In lockstep, the government of Canada West enacted an 1850 law that established “Public Cemeteries . . . near to, but without the limits of said Towns” and Quebec in 1855 decreed that no cemeteries could be built within town limits. The effect of sanitizing our cities in this way, of separating the living from the dead, has been profound. As scholar Lorraine Guay put it in “L’evolution de l’espace de la mort a Quebec,” a 1991 article in Continuite, “It points to a marginalizing of death as well as of the Church.”

There was never any inherent shortage of burial space within cities, just as there is never an inherent shortage of space for parks or any other amenity. All land uses must compete with one another to determine the highest and best use for any particular plot. But even if the claim that city land was unavailable could once be made, it can no longer. Cities are replete with dead space that cries out for precisely the kind of enlivenment that elegant landscaped cemeteries, adorned with statues and tombstones and gated in wrought iron, can provide.

One large source of dead space in cities can be found in the large lawns and empty spaces around high-rise apartment buildings – the “towers in a park” so fashionable with planners in the 1960s and 1970s. These poorly used open lands – typically occupying 50% of a property’s area – are now widely recognized as planning mistakes. To minimize the waste, cities now often permit additional residential buildings to be built on the same land, and sometimes commercial operations such as pharmacies or barber shops that serve community purposes. Allowing apartment building owners to sell off parcels to churches or others for cemeteries would provide no less important a community service.

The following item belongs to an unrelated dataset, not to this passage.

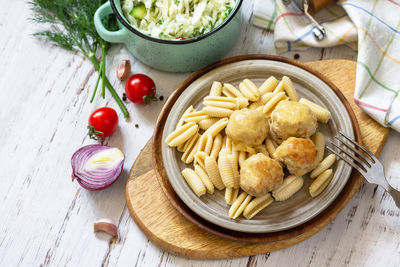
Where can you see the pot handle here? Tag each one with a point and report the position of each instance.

Ethnic and religious organizations in cities sometimes have underutilized urban land that they would convert to cemetery use if they were permitted to, and cities themselves are often stuck with numerous odds and sods of unusable land for one reason or another. These, too, could often be rescued from their limbo and brought back to the land of the living by making them homes for the dearly departed. If churches could merely convert their front lawns to cemetery use, they would obtain an important source of income and a stronger sense of commitment from parishioners who, if they wished to be buried on church property, would have a tangible reason to maintain their church bonds. Once the parishioner died, the surviving family members would have a reason to visit the church at which their relative was buried, and to retain a relationship with it. Churches, among the handsomest of buildings, would be likelier to remain viable.

The value in having nearby community cemeteries extends beyond the aesthetics of the urban art and architecture that cemeteries engender, and beyond the real estate efficiencies of putting dead space to use. For many in harried or heavily scheduled households, regular visits to a remote grave site require an onerous commitment of time that discourages what would otherwise be more frequent visits; for many among our elderly, the expense or physical difficulty of a trek to a rural cemetery is a discouraging hardship.

Resurrecting city cemeteries would restore a religious liberty that was irrationally expropriated and provide us all with more choice as to our final resting place. The arguments for city cemeteries are many. The arguments against? They have long been buried.

Lawrence Solomon is executive director of Urban Renaissance Institute.